Neither supplier nor customer should ever expect
that good intentions will be sufficient to meet contractual requirements. When
we hear someone mutter "I did the best I could", we know that it is usually the
beginning of a litany of excuses. It's the starting point for a "Please let me
off the hook" pitch. We'd rather hear "I failed at the task. Here's my
workaround plan."
This area of intentions (those expressed in a
public way) is a murky swamp. Years of training and work experience have taught
us that public intentions do not matter a whit. The work is done or it isn't.
The payment arrived or it didn't. The great recruit was hired or she wasn't.
Intentions are simply not the stuff of commerce. It is a mistake to measure a
business outcome with a curve for either potential or intention.
Never the less, intention is a powerful tool that
should be harnessed in both offline and online Recruiting.
An intention is a planned outcome. As an element of
moment-to-moment (and even long-term) planning, intentions can critically shape
our interactions and encounters. The very act of having a clear intention is
often enough to create profound momentum. Having an intention means that you
have spent some energy thinking about a situation and desire a specific result.
With an intention in mind, behavior can be shaped to produce the result.
Clear intentions linked with the right behavior can
produce staggering consequences. The tiniest of interactions can be turned
positive and productive with a clear focus on a specific result. Like a wooden
block in the martial arts, intentions can be the way we see through the
obstacles to produce a specific outcome.
Think about your employment website. We've talked before about the importance of
having a single outcome in mind for each page. This is a form of intention that
answers the question "What do you want to have happen here?" The best pages
strip away all other obstacles and try to move the visitor's behavior towards
the single intention.
While it all begins
with the right intention, the work begins when you discover that the intention
wasn't sufficient. For a web page, this means simultaneously evaluating the
intention and the page. Were both clear enough to produce the desired result?

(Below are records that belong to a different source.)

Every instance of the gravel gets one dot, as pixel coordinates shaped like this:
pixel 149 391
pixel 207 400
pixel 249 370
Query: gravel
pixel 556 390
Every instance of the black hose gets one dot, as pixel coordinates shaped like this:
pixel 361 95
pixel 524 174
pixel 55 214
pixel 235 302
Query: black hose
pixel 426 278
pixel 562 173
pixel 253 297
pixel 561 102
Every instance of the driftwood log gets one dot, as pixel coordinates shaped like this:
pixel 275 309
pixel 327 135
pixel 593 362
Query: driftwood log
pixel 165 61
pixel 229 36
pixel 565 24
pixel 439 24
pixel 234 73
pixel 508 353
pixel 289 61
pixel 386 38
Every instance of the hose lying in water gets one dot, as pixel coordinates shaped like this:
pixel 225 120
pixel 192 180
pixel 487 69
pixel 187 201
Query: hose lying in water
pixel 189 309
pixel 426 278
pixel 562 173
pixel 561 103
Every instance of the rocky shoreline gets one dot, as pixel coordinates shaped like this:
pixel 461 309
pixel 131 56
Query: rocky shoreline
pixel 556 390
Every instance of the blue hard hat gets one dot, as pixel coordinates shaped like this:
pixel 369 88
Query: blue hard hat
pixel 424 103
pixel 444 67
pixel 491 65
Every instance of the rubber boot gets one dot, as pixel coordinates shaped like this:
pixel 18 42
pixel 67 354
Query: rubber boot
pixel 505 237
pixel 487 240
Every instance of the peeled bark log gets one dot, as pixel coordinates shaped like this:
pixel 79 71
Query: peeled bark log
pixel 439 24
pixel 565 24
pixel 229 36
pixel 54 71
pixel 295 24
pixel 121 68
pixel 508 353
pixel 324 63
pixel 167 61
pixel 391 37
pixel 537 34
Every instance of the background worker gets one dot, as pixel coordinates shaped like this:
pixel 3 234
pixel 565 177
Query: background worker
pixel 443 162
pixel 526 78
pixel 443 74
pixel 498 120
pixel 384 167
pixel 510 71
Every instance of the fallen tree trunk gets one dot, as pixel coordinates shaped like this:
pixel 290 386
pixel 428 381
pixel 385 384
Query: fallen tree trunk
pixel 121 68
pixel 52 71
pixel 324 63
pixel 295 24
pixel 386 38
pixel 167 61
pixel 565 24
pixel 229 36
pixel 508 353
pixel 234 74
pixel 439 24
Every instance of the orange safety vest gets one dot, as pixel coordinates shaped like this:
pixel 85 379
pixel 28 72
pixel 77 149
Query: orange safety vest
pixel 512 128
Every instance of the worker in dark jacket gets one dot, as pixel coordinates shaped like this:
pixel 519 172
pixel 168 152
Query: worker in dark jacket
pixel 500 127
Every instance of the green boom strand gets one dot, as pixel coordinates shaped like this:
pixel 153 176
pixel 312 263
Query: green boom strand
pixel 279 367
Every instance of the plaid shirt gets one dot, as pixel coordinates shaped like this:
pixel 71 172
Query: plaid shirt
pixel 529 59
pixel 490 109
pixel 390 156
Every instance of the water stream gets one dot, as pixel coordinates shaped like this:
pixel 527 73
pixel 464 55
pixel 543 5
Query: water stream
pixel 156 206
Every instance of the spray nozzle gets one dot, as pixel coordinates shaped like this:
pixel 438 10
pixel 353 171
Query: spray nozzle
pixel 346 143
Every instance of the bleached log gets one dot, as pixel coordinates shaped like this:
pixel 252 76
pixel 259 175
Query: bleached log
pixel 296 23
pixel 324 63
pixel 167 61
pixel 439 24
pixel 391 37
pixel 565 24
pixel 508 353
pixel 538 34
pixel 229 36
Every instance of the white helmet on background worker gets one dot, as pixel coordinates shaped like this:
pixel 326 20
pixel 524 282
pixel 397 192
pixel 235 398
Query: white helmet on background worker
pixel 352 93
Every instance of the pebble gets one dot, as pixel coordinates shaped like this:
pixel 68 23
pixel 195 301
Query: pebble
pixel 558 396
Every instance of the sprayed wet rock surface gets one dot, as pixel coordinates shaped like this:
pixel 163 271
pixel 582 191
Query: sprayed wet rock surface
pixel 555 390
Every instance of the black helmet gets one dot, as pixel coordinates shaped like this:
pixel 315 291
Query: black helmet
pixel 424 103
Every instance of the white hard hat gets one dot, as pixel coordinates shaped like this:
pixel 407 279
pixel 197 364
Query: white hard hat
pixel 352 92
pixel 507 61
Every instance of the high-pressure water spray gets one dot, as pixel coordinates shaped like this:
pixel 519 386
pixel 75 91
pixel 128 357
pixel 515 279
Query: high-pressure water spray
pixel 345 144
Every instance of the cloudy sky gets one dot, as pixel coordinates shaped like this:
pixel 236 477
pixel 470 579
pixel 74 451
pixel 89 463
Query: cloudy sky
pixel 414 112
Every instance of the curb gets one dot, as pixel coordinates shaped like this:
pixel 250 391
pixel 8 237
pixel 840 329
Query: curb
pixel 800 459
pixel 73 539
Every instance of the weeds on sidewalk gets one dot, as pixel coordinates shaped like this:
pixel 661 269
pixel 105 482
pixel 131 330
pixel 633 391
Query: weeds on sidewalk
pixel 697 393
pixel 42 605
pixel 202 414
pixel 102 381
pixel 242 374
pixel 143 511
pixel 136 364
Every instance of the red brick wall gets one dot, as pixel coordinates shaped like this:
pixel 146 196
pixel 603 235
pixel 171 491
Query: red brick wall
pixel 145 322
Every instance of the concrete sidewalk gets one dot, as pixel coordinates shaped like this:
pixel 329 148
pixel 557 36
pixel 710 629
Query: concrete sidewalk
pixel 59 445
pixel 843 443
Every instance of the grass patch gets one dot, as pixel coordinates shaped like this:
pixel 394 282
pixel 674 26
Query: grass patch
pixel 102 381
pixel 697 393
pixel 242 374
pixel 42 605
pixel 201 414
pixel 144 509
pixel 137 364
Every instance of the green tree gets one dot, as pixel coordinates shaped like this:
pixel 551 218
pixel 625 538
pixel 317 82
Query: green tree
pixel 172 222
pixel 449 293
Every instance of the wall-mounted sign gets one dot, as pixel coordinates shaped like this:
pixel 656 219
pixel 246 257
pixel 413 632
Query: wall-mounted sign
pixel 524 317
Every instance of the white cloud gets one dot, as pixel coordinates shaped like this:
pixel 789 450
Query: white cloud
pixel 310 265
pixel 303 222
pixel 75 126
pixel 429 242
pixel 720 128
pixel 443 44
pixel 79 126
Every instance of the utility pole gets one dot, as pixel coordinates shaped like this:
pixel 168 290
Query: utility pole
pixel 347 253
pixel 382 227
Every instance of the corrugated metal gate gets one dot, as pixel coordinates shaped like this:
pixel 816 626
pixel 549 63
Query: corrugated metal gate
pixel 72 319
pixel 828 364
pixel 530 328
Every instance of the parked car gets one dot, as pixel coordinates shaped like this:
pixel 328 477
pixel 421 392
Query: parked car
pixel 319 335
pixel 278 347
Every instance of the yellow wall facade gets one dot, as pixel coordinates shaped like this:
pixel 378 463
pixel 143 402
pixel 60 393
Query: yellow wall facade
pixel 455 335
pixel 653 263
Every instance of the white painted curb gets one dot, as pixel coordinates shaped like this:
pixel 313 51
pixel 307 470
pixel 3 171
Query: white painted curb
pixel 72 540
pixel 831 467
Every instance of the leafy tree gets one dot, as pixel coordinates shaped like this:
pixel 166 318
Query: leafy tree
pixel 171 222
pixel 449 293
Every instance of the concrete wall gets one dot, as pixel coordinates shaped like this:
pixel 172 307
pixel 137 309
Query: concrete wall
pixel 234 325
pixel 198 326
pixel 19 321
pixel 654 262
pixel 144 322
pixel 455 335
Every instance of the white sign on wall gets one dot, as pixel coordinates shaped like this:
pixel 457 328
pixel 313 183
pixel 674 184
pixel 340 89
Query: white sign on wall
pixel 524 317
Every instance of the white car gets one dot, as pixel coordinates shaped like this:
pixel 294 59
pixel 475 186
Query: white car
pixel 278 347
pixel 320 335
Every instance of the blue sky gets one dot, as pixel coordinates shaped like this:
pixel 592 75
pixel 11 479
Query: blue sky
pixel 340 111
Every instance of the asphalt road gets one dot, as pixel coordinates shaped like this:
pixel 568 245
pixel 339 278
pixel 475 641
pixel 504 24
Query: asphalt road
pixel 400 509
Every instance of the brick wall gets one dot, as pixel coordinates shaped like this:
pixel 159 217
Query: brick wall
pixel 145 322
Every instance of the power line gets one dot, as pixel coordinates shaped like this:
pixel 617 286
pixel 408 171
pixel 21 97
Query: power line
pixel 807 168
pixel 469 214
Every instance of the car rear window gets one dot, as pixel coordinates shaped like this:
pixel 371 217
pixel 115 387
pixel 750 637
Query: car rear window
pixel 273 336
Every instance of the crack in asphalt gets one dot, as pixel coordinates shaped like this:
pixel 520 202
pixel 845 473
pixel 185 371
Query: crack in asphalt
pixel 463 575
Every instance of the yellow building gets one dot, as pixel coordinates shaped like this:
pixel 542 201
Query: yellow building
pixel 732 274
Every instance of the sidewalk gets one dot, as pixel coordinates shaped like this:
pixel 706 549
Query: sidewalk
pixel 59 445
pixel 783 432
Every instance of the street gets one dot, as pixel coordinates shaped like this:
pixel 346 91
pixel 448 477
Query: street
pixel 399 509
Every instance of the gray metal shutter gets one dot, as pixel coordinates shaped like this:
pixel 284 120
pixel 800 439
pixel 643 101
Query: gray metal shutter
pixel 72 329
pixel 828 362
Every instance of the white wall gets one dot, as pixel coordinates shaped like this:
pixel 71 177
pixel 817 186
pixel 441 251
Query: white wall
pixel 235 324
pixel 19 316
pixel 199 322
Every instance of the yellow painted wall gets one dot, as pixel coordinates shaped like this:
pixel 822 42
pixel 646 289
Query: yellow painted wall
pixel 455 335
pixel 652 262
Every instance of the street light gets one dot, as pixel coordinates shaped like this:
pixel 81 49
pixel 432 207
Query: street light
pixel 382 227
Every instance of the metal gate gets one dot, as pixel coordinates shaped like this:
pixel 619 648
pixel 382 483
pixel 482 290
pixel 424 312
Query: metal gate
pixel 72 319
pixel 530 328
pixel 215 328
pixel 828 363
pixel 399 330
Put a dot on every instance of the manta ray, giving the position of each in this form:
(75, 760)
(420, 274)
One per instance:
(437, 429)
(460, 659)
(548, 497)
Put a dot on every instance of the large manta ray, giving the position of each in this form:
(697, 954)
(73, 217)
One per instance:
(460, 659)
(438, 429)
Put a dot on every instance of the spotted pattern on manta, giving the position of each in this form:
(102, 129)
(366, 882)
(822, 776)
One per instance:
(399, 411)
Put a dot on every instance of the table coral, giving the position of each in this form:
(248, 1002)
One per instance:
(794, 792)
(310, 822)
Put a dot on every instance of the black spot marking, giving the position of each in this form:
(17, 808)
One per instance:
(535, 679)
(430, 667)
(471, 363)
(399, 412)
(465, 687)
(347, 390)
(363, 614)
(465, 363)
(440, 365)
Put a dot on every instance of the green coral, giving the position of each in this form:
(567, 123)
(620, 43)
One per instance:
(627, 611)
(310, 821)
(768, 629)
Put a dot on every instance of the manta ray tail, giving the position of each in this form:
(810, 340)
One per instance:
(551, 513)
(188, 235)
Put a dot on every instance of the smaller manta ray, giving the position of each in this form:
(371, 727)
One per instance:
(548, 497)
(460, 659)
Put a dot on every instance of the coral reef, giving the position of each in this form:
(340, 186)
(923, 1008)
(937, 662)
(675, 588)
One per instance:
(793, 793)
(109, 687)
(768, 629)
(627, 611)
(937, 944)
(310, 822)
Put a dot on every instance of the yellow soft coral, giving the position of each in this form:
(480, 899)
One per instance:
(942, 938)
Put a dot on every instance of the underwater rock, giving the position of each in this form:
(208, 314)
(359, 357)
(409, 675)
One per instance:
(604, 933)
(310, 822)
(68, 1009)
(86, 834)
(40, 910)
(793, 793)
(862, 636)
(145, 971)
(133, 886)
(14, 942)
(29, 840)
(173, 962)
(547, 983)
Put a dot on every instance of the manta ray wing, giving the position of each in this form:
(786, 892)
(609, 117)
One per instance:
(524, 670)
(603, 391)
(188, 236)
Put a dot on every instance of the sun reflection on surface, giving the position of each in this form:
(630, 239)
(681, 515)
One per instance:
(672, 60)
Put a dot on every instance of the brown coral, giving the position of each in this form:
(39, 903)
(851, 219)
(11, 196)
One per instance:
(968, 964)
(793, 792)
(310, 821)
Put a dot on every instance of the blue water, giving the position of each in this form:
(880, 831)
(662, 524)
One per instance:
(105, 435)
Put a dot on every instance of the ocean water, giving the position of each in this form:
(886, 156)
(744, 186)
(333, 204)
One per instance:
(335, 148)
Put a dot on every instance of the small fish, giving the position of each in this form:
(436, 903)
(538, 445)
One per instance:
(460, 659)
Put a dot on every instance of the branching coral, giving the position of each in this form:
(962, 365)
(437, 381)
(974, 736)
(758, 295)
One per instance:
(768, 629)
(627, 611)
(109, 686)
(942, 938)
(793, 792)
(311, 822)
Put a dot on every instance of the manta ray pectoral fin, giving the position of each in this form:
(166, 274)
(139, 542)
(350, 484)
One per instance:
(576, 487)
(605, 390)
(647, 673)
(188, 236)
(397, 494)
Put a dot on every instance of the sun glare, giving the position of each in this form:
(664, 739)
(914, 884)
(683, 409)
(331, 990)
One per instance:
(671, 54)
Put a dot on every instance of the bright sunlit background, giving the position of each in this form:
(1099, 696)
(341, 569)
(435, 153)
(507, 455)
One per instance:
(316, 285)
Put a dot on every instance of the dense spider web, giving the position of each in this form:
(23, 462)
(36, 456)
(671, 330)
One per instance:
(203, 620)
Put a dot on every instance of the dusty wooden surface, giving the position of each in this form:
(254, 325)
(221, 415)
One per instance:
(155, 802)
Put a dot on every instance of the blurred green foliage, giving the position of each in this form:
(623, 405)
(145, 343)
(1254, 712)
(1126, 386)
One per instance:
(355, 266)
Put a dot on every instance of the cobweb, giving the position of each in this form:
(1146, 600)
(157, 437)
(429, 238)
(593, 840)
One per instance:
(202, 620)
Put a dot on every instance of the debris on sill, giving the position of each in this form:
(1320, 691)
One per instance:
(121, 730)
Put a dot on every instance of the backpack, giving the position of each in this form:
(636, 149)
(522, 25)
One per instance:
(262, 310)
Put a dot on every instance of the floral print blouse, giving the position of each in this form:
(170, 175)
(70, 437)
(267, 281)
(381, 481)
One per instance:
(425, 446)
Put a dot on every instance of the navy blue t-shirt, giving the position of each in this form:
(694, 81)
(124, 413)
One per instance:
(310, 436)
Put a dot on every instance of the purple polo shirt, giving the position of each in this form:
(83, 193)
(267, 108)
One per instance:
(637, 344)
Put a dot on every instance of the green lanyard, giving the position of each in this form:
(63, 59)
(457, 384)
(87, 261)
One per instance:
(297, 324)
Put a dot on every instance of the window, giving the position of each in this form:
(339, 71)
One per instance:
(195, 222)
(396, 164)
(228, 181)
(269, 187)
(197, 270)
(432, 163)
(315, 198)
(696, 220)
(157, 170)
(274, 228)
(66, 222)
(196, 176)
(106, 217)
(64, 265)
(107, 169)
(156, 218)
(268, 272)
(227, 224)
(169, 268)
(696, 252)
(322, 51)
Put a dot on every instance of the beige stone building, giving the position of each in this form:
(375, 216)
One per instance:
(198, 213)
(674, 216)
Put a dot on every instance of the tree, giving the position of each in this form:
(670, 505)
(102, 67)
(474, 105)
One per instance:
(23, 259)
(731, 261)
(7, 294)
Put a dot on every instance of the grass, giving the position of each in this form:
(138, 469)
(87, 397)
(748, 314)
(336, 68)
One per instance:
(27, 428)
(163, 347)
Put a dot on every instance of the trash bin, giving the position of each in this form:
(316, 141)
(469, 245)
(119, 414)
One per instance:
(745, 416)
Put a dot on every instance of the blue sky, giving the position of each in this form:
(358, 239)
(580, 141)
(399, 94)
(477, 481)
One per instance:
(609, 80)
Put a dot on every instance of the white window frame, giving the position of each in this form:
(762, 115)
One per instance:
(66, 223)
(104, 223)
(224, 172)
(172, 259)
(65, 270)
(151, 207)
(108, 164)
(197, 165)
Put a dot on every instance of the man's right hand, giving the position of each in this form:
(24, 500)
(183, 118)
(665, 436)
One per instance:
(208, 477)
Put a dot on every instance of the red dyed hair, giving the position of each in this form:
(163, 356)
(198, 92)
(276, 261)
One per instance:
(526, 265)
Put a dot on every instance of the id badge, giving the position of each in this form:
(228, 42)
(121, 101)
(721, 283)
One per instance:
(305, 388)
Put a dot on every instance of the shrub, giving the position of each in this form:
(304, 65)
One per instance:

How should they be modified?
The difference
between a public and a private intention is that one is used to generate
performance while the other is used to excuse it. Measured, evaluated and
improved, intentions powerfully create. Used as justification or defense, they
obscure the truth. Measure your results against your intentions, to be sure.
Understand that performance is what matters in the final analysis. Use your
intentions to guide your improvements.